Hello there!
I'm a Ph.D. student in computer engineering with the Commonwealth Cyber Initiative (CCI) at Virginia Tech, the US, (and formerly a student/graduate research assistant with CONNECT at Trinity College Dublin, Ireland) working under the supervision of Prof. Luiz DaSilva and Prof. Jacek Kibilda. I received a bachelor's degree in telecommunications engineering from the Universidade Federal de São João del-Rei, Brazil, was a visiting student at the University of Adelaide, Australia, and hold a master's degree in computer science from the Universidade Federal de Minas Gerais, Brazil.
Professionally, I've worked as a technical support engineer (tiers 1-3) as well as a graduate researcher and teaching assistant. Some outstanding technical skills: Python, Linux, Bash scripting, computer networks, and software-defined radio (USRP, Gnu radio); a touch of machine/reinforcement learning and data science. My current research interests include achieving ultra-reliable communication in mobile networks (dimensioning and allocation of resources).

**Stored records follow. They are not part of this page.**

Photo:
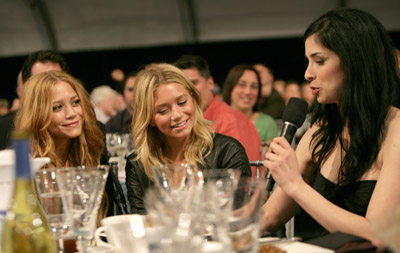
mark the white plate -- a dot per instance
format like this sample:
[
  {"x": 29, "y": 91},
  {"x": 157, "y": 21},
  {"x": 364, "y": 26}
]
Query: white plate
[{"x": 293, "y": 246}]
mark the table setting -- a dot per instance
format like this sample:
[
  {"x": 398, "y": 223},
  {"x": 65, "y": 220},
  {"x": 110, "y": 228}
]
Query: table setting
[{"x": 208, "y": 211}]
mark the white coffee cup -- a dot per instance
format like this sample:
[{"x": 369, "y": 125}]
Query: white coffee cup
[{"x": 128, "y": 233}]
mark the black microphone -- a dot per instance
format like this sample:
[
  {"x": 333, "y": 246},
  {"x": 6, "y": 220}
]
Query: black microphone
[{"x": 293, "y": 117}]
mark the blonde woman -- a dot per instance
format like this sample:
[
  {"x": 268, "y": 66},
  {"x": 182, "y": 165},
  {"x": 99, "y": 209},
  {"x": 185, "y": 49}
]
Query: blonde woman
[
  {"x": 56, "y": 109},
  {"x": 169, "y": 127}
]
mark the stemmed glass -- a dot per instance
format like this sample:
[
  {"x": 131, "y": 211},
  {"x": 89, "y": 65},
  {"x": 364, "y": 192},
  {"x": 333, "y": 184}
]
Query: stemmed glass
[
  {"x": 118, "y": 144},
  {"x": 50, "y": 199},
  {"x": 218, "y": 189},
  {"x": 174, "y": 180},
  {"x": 81, "y": 191}
]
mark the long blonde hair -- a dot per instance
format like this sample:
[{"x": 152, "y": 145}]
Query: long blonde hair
[
  {"x": 148, "y": 140},
  {"x": 35, "y": 114}
]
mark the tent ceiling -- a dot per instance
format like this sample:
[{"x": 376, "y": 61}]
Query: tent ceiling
[{"x": 76, "y": 25}]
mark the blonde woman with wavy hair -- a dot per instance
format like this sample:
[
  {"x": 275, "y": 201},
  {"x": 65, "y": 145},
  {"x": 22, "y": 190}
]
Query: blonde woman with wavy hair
[
  {"x": 56, "y": 108},
  {"x": 168, "y": 127},
  {"x": 74, "y": 140}
]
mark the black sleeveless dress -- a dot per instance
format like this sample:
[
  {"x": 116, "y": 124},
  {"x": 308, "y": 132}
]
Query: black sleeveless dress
[{"x": 354, "y": 198}]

Contact: gomesa[at]vt.edu. Portuguese and English work fine; Spanish is welcome but may take longer.
Latest news
November 8, 2022. Have you ever wondered what it takes to achieve ultra-reliable communication in mobile networks? Welcome to the club! :) In our recently accepted paper "Dimensioning spectrum to support ultra-reliable low-latency communication" we study how much spectrum and base stations an operator needs to acquire to support the multi-nine reliability requirements of ultra-reliable communication (e.g., 99.999%). This is key to guiding future network expansion initiatives as well as ongoing spectrum standardization for ultra-reliable communication. The magnitude of resources can be beyond what is typically available in today's networks. We then consider network sharing as an alternative approach to making resources available without outright deployment of additional infrastructure.